# Use RAPIDS on multiple GPUs in parallel with Dask

We perform the same machine learning exercise as the previous notebook, except on a cluster of multiple GPUs with Dask

## Use RAPIDS libraries

RAPIDS is a collection of libraries which enable you to take advantage of NVIDIA GPUs to accelerate machine learning workflows. This exercise uses the following RAPIDS packages:
    
* [`dask-cudf`](https://docs.rapids.ai/api/cudf/stable/dask-cudf.html): distributed `cudf` dataframes using Dask
* [`cuml`](https://github.com/rapidsai/cuml): machine learning training and evaluation, similar to `scikit-learn`

<hr>

## Initialize A Dask Cluster

This project has a Dask cluster defined for it, which you can start or connect to in the below cell. For more information about Dask clusters in Saturn Cloud, check out [the docs](https://www.saturncloud.io/docs/examples/dask/).

In [None]:
from dask.distributed import Client, wait
from dask_saturn import SaturnCluster

n_workers = 3
cluster = SaturnCluster()
client = Client(cluster)
client.wait_for_workers(n_workers=n_workers)

### Monitor Resource Usage

This tutorial aims to teach you how to take advantage of multiple GPUs for data science workflows. To prove to yourself that Dask RAPIDS are utilizing the GPUs, it's important to understand how to monitor that utilization while your code is running. If you already know how to do that, skip to the next section.

Print the `cluster` object in a notebook renders a widget that shows the number of workers, available CPU and memory, and a dashboard link.

In [None]:
cluster

Click that dashboard link to view some diagnostic information about the Dask cluster.

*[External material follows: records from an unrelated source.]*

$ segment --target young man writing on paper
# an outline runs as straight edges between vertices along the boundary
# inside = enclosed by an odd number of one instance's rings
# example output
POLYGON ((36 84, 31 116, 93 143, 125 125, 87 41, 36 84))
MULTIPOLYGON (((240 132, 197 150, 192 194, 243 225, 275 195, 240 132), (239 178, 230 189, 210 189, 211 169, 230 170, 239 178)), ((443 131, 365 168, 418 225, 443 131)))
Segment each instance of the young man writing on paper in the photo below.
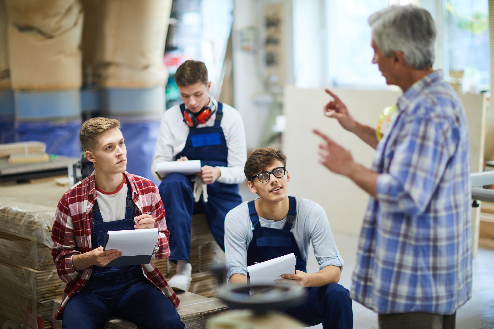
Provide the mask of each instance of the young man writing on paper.
POLYGON ((317 204, 288 197, 290 175, 283 152, 258 149, 244 168, 250 191, 259 198, 232 209, 225 219, 225 253, 233 284, 247 283, 247 267, 293 252, 296 273, 279 281, 305 287, 308 298, 282 310, 311 326, 325 329, 352 328, 353 314, 348 290, 337 283, 343 261, 333 239, 326 214, 317 204), (306 273, 311 242, 320 270, 306 273))
POLYGON ((117 120, 96 118, 81 128, 79 139, 94 171, 71 188, 57 207, 51 253, 67 285, 54 317, 63 328, 103 328, 117 316, 138 328, 183 329, 175 310, 179 301, 152 262, 105 267, 122 253, 103 250, 108 231, 158 228, 153 257, 170 254, 158 189, 125 171, 120 126, 117 120))
POLYGON ((163 116, 151 171, 158 163, 201 160, 196 175, 168 174, 159 186, 170 230, 170 260, 177 274, 169 281, 173 289, 187 291, 191 280, 191 222, 193 213, 204 212, 211 232, 223 248, 225 215, 242 202, 238 183, 245 178, 247 158, 242 117, 231 106, 208 92, 207 70, 202 62, 187 61, 177 69, 175 81, 183 103, 163 116), (206 184, 206 185, 203 185, 206 184))

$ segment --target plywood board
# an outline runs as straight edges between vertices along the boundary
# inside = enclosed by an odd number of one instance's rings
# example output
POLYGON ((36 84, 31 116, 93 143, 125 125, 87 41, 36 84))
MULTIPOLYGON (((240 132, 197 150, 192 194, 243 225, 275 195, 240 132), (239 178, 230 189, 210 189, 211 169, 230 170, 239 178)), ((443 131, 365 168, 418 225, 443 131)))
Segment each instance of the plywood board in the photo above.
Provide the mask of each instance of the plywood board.
MULTIPOLYGON (((358 121, 370 126, 376 126, 382 109, 396 104, 401 95, 398 91, 385 90, 332 90, 358 121)), ((350 180, 330 172, 319 164, 320 139, 311 131, 317 128, 328 134, 350 150, 355 161, 368 167, 370 166, 374 150, 341 128, 336 120, 323 115, 323 108, 330 99, 323 89, 288 86, 284 95, 287 129, 283 150, 291 178, 288 194, 312 200, 322 206, 332 229, 358 234, 369 197, 350 180)), ((470 131, 472 171, 478 171, 483 163, 485 107, 482 106, 483 96, 462 95, 460 98, 470 131)), ((479 208, 474 212, 480 216, 479 208)), ((475 227, 472 229, 475 232, 475 227)))

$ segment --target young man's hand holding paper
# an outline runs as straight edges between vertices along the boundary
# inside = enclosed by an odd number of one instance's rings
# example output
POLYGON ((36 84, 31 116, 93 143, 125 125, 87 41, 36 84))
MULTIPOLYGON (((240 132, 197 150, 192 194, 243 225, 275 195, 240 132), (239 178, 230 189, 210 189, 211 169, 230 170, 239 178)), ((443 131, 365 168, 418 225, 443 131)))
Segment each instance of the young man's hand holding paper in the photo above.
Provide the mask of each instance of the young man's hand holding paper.
POLYGON ((294 275, 296 263, 295 254, 291 253, 247 266, 250 284, 275 283, 283 275, 288 273, 294 275))
POLYGON ((122 255, 105 267, 149 264, 158 236, 157 228, 109 231, 105 250, 117 249, 122 255))

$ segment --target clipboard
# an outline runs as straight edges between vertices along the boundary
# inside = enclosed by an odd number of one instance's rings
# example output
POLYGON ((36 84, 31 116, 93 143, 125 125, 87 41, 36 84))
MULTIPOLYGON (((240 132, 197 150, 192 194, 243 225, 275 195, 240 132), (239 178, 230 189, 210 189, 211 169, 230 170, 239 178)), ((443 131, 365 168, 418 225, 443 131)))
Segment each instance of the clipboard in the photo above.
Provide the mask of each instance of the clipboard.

This can be used to view the current resource utilization of workers in the cluster and lots of information about what they're currently working on.

There are a couple other dashboard pages worth viewing for GPU memory and utilization that are not listed on the navbar. Run the code below to view them.

In [None]:
from IPython.display import display, HTML

gpu_links = f"""
<b>GPU Dashboard links</b>
<ul>
<li><a href="{client.dashboard_link}/individual-gpu-memory" target="_blank">GPU memory</a></li>
<li><a href="{client.dashboard_link}/individual-gpu-utilization" target="_blank">GPU utilization</a></li>
</ul>
"""
display(HTML(gpu_links))

<hr>

## Load data

This example is designed to run quickly with small resources. So let's just load a single month of taxi data for training.

The code below loads the data into a `dask-cudf` data frame. Your code here in this notebook can interact with this data structure as if it was just a regular `cudf` data frame, but it is actually a collection of smaller `cudf` data frames spread across the workers in the Dask cluster.

A `cudf` data frame is similar to a `pandas` data frame, but it lives in GPU memory and most operations on it are done on the GPU.

In [None]:
import dask_cudf

taxi = dask_cudf.read_csv(
    "s3://nyc-tlc/trip data/yellow_tripdata_2019-01.csv",
    parse_dates=["tpep_pickup_datetime", "tpep_dropoff_datetime"],
    storage_options={"anon": True},
    assume_missing=True,
)

The code below computes the size of this dataset in memory. One month is about 7.6 million rows and 1.08 GB.

In [None]:
print(f"Num rows: {len(taxi)}, Size: {taxi.memory_usage(deep=True).sum().compute() / 1e9} GB")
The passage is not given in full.